Question

Using scipy.KDTree to do some quick nearest neighbour searches. I'm using KDTree.query_ball_point(pnt, r=some_distance) to do the search.

As my points are lat,long the radius value to search (some_distance) has to be in decimal degrees (I believe). If I wanted to make this accessible to a user, I would expect that distance to be given in Kilometres, meters, miles etc.

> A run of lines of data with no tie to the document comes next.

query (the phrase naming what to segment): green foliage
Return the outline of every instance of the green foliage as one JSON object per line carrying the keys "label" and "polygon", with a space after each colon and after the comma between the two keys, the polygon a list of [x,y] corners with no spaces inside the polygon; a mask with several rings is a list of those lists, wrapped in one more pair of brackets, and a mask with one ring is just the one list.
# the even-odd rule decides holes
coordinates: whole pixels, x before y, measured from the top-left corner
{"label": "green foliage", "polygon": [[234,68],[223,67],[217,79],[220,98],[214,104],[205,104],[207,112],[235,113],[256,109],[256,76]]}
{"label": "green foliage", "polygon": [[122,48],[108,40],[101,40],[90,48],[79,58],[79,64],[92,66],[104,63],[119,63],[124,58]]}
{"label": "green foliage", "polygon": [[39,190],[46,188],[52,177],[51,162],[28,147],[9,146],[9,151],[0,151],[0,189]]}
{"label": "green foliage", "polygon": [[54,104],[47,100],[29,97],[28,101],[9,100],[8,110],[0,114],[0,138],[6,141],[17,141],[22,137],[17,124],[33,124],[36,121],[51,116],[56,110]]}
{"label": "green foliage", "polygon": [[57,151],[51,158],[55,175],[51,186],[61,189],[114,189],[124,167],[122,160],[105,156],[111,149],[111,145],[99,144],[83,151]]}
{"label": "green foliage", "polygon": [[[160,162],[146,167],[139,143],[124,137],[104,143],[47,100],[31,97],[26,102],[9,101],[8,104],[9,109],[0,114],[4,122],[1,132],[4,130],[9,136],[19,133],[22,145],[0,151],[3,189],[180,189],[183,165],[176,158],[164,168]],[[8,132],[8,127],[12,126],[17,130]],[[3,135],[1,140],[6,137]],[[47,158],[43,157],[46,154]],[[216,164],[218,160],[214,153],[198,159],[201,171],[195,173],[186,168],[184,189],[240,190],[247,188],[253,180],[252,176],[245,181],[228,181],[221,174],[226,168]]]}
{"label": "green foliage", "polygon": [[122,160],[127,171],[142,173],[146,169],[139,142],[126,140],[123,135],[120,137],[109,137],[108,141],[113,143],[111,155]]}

What is the best way, with python libs, to convert a distance in km to a decimal degrees value? I'm using numpy, scipy and played a bit with PySAL.

Help appreciated, Louis

Was it helpful?

Solution

Classic Calculation from here:

Distance

This uses the ‘haversine’ formula to calculate the great-circle distance between two points – that is, the shortest distance over the earth’s surface – giving an ‘as-the-crow-flies’ distance between the points (ignoring any hills, of course!).

Haversine formula:

a = sin²(Δφ/2) + cos(φ1).cos(φ2).sin²(Δλ/2)
c = 2.atan2(√a, √(1−a))
d = R.c

where φ is latitude, λ is longitude, R is earth’s radius (mean radius = 6,371km) note that angles need to be in radians to pass to trig functions!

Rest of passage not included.